Get Nosy

Office_Space_Meme
Many years ago when I was a team lead in a Finance IT shop I got into the habit of walking around to check on my clients. I popped into Joe’s office and he was doing something odd.

“Morning Phillip”
I notice his screen is flickering in an odd way
“Hi Joe, Whatcha doin’ there?”
“I’m doing my monthly report to the VP”
“I don’t think I’ve seen anything like this, how does it work?”
“Oh this? I run a report on the mainframe and then use this screen scraping tool to pull the data off the report and put it in a spreadsheet.”
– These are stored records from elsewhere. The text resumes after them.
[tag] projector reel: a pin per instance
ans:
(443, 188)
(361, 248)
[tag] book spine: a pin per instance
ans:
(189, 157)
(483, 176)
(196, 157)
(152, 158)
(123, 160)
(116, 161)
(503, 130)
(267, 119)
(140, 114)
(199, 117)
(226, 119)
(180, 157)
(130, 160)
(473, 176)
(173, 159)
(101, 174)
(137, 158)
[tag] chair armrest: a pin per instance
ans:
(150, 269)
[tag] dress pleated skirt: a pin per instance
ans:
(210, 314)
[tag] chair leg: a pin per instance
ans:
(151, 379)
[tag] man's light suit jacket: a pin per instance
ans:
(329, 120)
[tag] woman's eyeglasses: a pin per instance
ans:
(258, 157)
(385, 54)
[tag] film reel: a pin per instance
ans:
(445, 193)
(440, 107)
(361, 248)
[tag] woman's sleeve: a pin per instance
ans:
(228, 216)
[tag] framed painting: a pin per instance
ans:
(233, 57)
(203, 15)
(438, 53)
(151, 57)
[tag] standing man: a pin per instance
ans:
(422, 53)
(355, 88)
“So how long does that take to run?”
“The screen scraping will run about 30 minutes if it doesn’t get tripped up, but then I have to reformat the data and bring data in from another report and do some VLOOKUPS and a little more cleanup, summarizing and formatting”
“Seems like a lot of work, how long does the whole process take?”
“About three days. Two if I run into no problems and I have no distractions”
“And you do this every month”
“Yep, pretty cool huh?”
“What if I could just give you the data in a spreadsheet? Would that speed things up?”
“You can do that?”, he asked incredulously.
“Absolutely”.

This exchange is what initiated my first data warehouse (using SQL Server 6.5) and I learned some valuable lessons beyond the technical experience I gained. Not only did I make Joe’s life a lot easier, but I discovered that he was dropping about $2 million on average out of his report due to quirks in his process. So not only was he spending too much time on this task, he was also reporting inaccurate data to our vice president. When I solved Joe’s problem, I had the realization that there were probably other coworkers who could use my help who had a similar lack of access to relevant and accurate data in a form they could use.

Joe was the first coworker I encountered like this, but I have found a Joe in every place I’ve worked for any length of time. People in the business, especially in operational roles, will suffer in silence for years believing that the solution they cobbled together is as good as it gets. If you don’t walk out among your coworkers, how can you know what you can do to make positive impacts within your organization? And without regularly interacting with them, how can they know when to ask you for help?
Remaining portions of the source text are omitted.